Technology in a business organization is great in theory, but what happens when your employees aren’t willing to embrace it? What happens in a lot of companies is that new technology or software is implemented, but employees are reluctant to use it, so it ultimately falls by the wayside.
Implementing new tech or software in business can’t be successful unless the employees are on board and are ready to maximize its features.
So how can you get skeptical employees to embrace something new, whether it’s new tech equipment or a software platform?
The mistake a lot of organizations make with the rollout of new tech or software is that they don’t make it personal to the employees. They might, for example, make the business case for expense management system software when introducing it, and highlight how it will strategically help the profitability and efficiency of the company, but they don’t connect the dots as to how employees will benefit.
In this example, you would want to highlight how it could improve the efficiency of specific employees, and make their jobs and work lives easier. You have to be concise when you demonstrate to employees how something new is going to impact them positively.
When it comes to personalizing your sales pitch, make it about benefits, rather than focusing on features. Highlight specific needs the new technology fills, and give them a real world context for the impact its use will have.
Even tech-enthusiastic employees are going to be turned off by new software or products if they feel like it’s complicated and too difficult to use.
To remedy this, select cloud-based options that are scalable. You can start simply with basic, to-the-point features, and then move on from there as your employees become more comfortable with general features and functionality.
Your employees are all unique individuals, and they will want and need training that speaks to their individualities. You want to make sure that if you’re investing in new technology, you’re also investing in training to go along with it.
Training needs to be targeted and customized. For example, you might want to offer both on- and offline options that employees can choose from.

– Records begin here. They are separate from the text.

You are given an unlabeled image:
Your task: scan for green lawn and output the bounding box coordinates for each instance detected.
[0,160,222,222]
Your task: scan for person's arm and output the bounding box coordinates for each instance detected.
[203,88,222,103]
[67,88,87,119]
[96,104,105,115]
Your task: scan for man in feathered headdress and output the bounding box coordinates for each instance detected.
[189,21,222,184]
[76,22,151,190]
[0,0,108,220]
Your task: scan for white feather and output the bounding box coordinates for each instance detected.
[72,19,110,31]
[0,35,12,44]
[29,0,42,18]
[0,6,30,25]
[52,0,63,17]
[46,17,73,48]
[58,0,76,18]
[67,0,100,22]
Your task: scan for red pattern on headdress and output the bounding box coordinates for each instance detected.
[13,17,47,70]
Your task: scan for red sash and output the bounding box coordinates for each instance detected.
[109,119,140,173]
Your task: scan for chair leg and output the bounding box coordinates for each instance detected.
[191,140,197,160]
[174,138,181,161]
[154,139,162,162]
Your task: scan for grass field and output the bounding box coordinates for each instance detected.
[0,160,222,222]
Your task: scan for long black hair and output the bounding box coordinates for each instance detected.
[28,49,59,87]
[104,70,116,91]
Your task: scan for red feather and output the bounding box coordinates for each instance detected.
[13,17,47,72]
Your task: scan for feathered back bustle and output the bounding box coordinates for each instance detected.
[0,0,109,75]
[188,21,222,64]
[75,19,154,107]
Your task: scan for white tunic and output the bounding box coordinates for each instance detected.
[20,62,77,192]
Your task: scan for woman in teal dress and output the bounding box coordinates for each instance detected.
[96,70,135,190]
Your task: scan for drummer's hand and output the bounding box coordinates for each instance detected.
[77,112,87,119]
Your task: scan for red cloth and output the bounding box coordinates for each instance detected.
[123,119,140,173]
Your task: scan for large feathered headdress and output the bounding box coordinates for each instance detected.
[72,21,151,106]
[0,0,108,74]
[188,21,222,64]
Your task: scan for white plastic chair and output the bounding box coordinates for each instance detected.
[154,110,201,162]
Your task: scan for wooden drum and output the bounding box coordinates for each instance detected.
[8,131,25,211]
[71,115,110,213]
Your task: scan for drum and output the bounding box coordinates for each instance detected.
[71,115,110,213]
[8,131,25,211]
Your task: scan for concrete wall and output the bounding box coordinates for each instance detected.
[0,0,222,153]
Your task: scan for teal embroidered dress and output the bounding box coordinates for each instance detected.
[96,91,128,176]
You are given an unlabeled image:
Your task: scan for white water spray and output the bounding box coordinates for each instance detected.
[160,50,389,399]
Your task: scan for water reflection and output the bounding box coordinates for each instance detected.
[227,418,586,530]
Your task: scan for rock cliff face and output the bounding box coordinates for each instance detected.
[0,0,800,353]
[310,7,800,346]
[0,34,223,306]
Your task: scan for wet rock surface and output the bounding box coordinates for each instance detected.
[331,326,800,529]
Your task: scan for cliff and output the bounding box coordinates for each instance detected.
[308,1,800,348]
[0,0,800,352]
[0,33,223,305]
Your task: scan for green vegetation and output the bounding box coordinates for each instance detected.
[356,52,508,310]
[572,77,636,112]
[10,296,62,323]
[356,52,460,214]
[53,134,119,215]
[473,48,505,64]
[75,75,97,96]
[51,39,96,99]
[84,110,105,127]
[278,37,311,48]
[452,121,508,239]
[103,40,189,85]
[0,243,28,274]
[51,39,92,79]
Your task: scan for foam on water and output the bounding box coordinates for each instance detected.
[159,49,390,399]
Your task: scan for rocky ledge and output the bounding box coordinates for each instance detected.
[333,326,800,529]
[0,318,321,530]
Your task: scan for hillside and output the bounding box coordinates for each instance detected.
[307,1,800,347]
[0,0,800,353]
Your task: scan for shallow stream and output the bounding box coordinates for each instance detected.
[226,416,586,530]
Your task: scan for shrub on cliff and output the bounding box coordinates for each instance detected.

A big part of convincing skeptical employees to embrace change is about getting them excited and enthusiastic.
Create a network of employees or company thought leaders who can serve as cheerleaders and champions for the new introduction. Get them onboard and well-trained so they can serve as spokespeople for the software or tech and why it’s so beneficial.
You want to choose people who aren’t just enthusiastic but who also are good communicators and have the ability to network and reach out to employees across departments.
Finally, incentivize employees not just to use new software or tech, but to really make the most of it. You can make it fun and provide recognition for those employees who are putting it to best use. This is often a better approach than penalizing employees for not using it.